Mario Artidoro Venegas Cárdenas (born 3 December 1957) is a Chilean politician who served as deputy.

He has served as the head of Junaeb.

== Early life and family ==

He was born on 3 December 1957 in Traiguén, the son of Jerardo Augusto Venegas Sepúlveda and Heroína del Carmen Cárdenas.

He is married to Silvana Marcela Gómez Osses and is the father of two children.

== Education and professional career ==

He completed his primary education at Escuela Nº 4 (now Colegio Hermanos Carrera) in Angol and his secondary education at Liceo de Hombres Enrique Ballacey Cottereau in the same city. He pursued higher education at the University of Concepción, where he studied for a Licentiate in Education as a secondary school teacher specializing in History and Geography.

He worked as a teacher at Liceo Lucila Godoy Alcayaga in Traiguén between 1980 and 1991. From 1991 to 2000, he served as technical-pedagogical supervisor at the Provincial Department of Education of Malleco. In 2000, he was acting head of the Education Department of the Regional Secretariat of Education (SECREDUC) of the Ninth Region.

== Political career ==
He is a member of the Christian Democratic Party (PDC), where he has held leadership positions at the communal and provincial levels.
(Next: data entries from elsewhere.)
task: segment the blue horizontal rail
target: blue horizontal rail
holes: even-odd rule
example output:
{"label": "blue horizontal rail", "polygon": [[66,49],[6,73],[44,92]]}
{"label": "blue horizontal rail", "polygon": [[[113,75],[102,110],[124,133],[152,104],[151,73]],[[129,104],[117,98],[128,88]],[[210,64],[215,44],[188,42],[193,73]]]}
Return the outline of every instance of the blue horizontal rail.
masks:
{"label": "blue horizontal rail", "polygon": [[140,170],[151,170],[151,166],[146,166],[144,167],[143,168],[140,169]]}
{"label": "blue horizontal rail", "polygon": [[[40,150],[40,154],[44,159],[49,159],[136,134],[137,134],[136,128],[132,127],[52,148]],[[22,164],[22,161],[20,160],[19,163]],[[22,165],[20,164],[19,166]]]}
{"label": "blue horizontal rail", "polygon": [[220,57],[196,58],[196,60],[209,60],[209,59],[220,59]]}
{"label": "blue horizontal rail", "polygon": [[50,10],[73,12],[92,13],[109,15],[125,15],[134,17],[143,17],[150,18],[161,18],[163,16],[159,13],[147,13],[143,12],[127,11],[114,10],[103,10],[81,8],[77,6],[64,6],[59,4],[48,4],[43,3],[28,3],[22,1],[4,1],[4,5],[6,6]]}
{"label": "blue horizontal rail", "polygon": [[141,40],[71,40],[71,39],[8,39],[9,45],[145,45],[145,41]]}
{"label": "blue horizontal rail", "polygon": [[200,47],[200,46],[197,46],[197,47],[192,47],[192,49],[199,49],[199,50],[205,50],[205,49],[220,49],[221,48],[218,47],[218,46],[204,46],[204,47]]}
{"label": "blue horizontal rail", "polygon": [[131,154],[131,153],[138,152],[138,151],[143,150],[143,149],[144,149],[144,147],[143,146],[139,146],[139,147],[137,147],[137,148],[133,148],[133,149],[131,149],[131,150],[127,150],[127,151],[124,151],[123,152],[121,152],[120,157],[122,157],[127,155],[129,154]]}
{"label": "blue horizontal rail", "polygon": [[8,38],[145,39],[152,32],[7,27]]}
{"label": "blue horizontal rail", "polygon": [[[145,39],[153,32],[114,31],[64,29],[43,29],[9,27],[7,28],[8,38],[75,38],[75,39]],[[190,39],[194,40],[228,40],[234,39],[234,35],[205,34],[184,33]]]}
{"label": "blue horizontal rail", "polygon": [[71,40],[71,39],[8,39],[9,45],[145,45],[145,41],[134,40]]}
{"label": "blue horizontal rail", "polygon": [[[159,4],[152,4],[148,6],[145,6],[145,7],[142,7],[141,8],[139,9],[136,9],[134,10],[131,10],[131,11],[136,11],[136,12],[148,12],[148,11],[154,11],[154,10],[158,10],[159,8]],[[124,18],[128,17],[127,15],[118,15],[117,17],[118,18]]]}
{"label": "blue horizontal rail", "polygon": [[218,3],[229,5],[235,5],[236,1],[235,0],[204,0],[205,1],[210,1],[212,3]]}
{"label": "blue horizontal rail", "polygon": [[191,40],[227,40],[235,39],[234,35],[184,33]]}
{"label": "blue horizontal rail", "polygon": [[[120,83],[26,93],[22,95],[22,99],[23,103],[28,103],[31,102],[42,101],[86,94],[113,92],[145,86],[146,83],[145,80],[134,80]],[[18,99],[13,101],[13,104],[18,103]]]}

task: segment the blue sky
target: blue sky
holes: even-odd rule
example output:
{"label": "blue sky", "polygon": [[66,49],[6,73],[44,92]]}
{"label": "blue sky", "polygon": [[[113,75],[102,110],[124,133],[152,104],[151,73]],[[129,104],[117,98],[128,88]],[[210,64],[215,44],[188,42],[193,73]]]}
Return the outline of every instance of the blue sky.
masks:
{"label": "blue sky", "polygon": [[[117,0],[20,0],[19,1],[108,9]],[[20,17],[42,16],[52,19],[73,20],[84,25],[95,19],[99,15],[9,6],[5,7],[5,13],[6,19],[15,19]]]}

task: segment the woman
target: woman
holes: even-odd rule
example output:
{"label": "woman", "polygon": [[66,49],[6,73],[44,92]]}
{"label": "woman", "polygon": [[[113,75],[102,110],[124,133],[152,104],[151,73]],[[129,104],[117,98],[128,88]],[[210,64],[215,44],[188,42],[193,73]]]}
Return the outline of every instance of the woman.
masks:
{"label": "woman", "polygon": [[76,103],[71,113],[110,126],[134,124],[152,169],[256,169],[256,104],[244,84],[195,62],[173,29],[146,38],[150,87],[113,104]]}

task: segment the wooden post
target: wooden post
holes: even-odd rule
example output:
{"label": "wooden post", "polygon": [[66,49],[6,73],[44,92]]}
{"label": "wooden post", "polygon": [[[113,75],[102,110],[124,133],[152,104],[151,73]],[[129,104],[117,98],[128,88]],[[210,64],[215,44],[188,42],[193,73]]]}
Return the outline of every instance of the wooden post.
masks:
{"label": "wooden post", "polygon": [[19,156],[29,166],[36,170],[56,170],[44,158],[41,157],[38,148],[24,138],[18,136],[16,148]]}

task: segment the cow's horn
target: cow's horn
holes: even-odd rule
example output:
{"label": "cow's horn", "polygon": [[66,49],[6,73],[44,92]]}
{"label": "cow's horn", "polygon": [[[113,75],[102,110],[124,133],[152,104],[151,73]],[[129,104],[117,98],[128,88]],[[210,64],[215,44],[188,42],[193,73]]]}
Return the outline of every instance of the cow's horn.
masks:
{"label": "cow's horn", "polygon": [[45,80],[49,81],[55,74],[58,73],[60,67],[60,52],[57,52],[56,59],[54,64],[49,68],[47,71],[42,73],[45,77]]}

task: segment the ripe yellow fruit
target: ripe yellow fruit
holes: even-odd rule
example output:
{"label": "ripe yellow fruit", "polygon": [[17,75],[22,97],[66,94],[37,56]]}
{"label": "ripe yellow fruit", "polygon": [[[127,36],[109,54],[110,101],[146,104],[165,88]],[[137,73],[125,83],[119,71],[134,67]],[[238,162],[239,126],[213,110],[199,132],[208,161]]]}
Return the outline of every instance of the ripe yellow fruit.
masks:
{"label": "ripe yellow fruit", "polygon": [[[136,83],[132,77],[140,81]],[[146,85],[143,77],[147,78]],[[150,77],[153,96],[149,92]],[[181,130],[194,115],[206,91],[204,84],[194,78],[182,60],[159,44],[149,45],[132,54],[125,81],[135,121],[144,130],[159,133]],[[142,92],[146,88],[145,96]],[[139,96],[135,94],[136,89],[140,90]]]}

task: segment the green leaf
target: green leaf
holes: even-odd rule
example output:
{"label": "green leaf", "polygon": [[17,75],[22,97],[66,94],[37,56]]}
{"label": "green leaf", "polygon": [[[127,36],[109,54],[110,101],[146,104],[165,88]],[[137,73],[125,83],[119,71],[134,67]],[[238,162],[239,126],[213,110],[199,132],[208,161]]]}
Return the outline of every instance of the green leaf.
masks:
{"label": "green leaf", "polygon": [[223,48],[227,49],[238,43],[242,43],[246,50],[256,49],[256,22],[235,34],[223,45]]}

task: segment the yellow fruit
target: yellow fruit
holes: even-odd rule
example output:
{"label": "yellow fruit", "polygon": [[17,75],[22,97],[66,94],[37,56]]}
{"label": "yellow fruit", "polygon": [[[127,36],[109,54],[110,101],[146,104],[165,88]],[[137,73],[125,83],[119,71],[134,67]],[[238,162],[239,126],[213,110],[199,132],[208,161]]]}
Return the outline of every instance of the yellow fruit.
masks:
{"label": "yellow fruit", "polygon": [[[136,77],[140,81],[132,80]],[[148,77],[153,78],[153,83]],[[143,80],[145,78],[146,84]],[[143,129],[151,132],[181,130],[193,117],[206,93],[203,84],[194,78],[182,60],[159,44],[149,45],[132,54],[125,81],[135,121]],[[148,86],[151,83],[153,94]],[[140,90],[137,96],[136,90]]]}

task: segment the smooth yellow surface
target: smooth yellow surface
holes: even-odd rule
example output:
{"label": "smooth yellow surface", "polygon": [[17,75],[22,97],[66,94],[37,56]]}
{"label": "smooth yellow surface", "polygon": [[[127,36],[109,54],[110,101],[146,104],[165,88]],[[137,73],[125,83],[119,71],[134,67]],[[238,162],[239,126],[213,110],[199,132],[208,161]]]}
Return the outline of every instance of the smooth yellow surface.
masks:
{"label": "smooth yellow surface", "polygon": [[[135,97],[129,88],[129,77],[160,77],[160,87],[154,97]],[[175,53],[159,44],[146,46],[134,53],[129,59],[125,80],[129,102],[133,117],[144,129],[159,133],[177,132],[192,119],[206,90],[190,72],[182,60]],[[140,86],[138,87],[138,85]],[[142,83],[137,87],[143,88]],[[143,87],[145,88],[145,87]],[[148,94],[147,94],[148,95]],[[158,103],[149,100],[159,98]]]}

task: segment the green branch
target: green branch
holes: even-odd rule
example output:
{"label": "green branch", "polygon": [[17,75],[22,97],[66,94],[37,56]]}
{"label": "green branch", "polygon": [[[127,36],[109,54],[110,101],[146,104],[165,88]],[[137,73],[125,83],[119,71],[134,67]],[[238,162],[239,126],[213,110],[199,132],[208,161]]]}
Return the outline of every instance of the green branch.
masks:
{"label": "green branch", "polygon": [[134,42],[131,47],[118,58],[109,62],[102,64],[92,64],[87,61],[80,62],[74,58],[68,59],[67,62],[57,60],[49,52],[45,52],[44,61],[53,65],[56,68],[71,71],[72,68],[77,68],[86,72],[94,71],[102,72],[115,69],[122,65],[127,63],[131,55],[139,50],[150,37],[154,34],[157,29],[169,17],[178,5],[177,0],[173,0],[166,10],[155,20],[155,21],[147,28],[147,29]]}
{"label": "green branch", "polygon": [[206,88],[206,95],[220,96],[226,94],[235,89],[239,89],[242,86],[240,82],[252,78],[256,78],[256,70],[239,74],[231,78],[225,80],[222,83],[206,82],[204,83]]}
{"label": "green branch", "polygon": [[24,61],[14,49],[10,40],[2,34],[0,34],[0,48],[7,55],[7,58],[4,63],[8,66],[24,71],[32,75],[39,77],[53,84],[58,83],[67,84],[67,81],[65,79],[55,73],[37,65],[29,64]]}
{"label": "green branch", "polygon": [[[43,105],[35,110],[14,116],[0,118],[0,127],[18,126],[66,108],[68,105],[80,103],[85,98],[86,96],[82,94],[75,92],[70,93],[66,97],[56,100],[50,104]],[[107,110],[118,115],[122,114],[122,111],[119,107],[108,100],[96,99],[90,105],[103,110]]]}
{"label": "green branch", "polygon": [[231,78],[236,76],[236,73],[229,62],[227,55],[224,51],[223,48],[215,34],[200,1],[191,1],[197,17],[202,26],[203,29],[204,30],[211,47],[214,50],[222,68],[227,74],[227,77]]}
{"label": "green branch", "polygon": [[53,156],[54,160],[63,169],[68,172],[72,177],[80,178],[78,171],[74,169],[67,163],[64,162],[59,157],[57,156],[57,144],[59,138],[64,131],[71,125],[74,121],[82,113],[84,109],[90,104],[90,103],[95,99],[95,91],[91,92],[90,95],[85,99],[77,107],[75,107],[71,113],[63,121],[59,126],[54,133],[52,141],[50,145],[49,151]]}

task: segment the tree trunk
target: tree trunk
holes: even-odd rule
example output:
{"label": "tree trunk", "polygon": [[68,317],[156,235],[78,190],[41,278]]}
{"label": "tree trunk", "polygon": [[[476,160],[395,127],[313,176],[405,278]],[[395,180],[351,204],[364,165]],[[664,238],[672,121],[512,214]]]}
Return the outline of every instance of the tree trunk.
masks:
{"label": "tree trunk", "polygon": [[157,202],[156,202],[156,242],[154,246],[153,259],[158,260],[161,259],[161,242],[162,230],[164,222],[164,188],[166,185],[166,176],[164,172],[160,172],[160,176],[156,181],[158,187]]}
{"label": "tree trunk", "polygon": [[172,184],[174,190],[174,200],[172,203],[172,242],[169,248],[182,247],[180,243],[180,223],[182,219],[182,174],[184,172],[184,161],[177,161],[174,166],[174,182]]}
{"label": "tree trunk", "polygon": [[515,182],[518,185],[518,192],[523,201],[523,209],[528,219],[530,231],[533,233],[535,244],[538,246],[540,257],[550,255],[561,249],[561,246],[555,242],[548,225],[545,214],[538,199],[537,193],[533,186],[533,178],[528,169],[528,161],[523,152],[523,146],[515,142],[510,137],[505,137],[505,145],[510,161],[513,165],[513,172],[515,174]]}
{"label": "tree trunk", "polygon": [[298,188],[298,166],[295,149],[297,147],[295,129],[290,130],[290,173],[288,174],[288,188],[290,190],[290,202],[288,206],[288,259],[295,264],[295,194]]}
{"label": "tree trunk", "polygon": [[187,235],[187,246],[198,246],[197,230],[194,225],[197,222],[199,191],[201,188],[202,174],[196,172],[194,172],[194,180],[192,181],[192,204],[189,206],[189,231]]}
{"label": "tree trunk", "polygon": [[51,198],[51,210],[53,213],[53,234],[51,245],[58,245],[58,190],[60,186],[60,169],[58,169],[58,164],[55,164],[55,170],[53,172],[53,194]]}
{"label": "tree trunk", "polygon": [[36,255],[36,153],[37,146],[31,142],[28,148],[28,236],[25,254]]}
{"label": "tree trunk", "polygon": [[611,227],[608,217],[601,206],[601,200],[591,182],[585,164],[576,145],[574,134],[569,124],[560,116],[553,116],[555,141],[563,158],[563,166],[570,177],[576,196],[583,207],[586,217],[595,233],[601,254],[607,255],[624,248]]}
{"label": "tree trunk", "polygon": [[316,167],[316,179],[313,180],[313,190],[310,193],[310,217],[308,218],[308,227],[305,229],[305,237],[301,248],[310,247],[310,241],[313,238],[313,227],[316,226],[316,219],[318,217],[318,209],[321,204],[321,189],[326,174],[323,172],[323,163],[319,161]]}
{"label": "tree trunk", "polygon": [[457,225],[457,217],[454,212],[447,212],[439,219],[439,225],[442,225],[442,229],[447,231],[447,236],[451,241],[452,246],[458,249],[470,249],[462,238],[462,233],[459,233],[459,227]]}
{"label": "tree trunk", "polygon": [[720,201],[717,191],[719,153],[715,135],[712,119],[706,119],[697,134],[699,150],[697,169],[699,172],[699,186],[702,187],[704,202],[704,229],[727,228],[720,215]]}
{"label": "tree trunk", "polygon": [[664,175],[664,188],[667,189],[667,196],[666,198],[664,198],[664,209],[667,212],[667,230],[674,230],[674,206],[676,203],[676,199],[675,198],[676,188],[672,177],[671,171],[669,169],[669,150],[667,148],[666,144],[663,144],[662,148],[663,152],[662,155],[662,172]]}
Between 29 December 2000 and 15 December 2004, he served as Governor of the Province of Malleco.

In December 2005, he was elected deputy representing the Christian Democratic Party for the Araucanía Region (2006–2010 legislative period), District No. 48, obtaining 23,775 votes (35.75% of the valid votes cast). In December 2009, he was re-elected for a second term for the same district (2010–2014).

In the parliamentary elections of November 2013, he was again re-elected as deputy for District No. 48 for the 2014–2018 term, obtaining 45,282 votes (36.44% of the valid votes cast).

In November 2017, he was re-elected as deputy representing the Christian Democratic Party for the new 22nd District, Araucanía Region, within the Convergencia Democrática pact, obtaining 14,991 votes (13.85% of the valid votes cast) for the 2018–2022 legislative period.

In the parliamentary elections of 2021, he did not seek re-election. Law No. 21,238 (2020) established that deputies may be re-elected consecutively for up to two terms.